Didactic portion covers physical evaluation, physiology, pharmacology, emergencies, and techniques. Cardiac monitoring, basic life support, and advanced cardiac life support.
DENT 662. Conscious IV Sedation II. 0 - 6 Units.
(See DENT 661.) Supervised clinical experience in conscious IV sedation.
DENT 663. Implant Dentistry I Periodontics. 0 - 1 Units.
Designed to enhance the understanding of current concepts and their role in the multidisciplinary treatment of the patient.
DENT 664. Implant Dentistry II Periodontics. 0 - 6 Units.
(See DENT 663.) Clinical demonstration, participation, and case presentation in implant dentistry.
DENT 682. Cephalometrics. 0 - 1 Units.
A lecture and laboratory course in cephalometric roentgenography leading to a thorough understanding of craniofacial radiographic techniques.

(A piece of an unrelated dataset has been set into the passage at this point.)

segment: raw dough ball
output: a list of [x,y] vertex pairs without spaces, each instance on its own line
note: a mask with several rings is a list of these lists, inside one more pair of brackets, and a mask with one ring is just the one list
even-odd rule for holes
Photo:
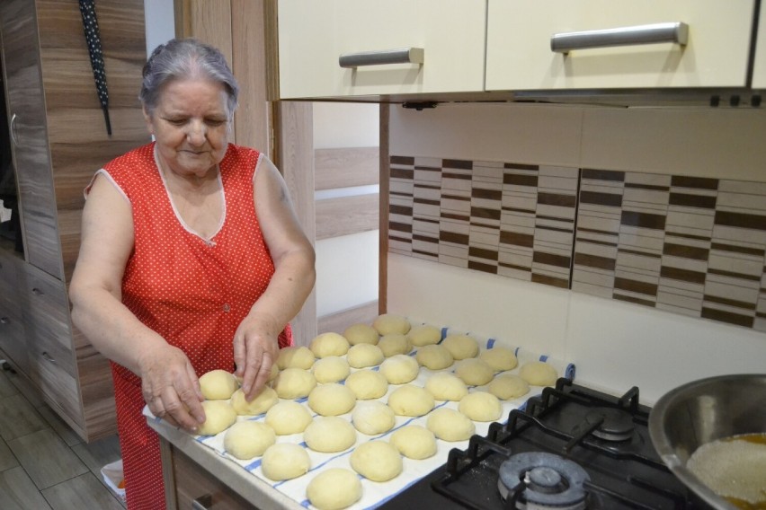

Use of x-rays and radiation hygiene, and technical and interpretive proficiency.
DENT 683. Imaging and IT. 1 Unit.
This course is designed to give some basic computer knowledge and prepare the resident for the use of computers in the orthodontic office.
DENT 684. Radiology and Cephalometrics. 1 Unit.
Fundamentally related to cephalometric radiography, skeletal morphology, and cephalogram interpretations of historic analyses via the Krogman-Sassouni Syllabus. Also, clinical evaluations of hard and soft tissue relationships of the airway and skeletal maturation are presented. The use of Bolton Standards in craniofacial analysis is stressed.
DENT 693. Fellowship of Advanced Clinical Education - Advanced Dental Studies. 1 - 9 Units.
Fellowship of Advanced Clinical Education (or F.A.C.E.) - Advanced Dental Studies is a special course per agreement in collaboration with Qassim University in Saudi Arabia.
DENT 696. Advanced Dental Training. 0 - 6 Units.
This course is a one year advanced training in dental medicine at Case Western Reserve University School of Dental Medicine. Responsibilities may include clinical and didactic responsibilities. The course is designed to give students clinical experience in a defined focus area.
DENT 697. Advanced Dental Training II. 1 Unit.
Continuation of Advanced Dental Training I. Prereq: D.D.S. or equivalent.
DENT 698. Multidisciplinary Seminar. 0 - .5 Units.
This seminar meets monthly to discuss multidisciplinary cases to develop treatment recommendations for the patients presented. Each graduate department selects a clinical case that requires the services of at least three dental specialties. Ideally, patients should be in the beginning stage of treatment planning so the input from the various specialties can be used to develop a comprehensive plan to establish a healthy oral environment. It is expected that several alternative treatments will be discussed and the relative merits of each approach evaluated. To maximize the benefit of this seminar to the student learning process, an attending faculty member should be present from each of the dental specialty programs. In addition, all seminars have a Prosthodontist to provide input on the restorative treatment options.
DENT 699. AEGD Residency Training. 1 - 8 Units.
This is a multidisciplinary course that encompasses didactic and clinical training in general dentistry.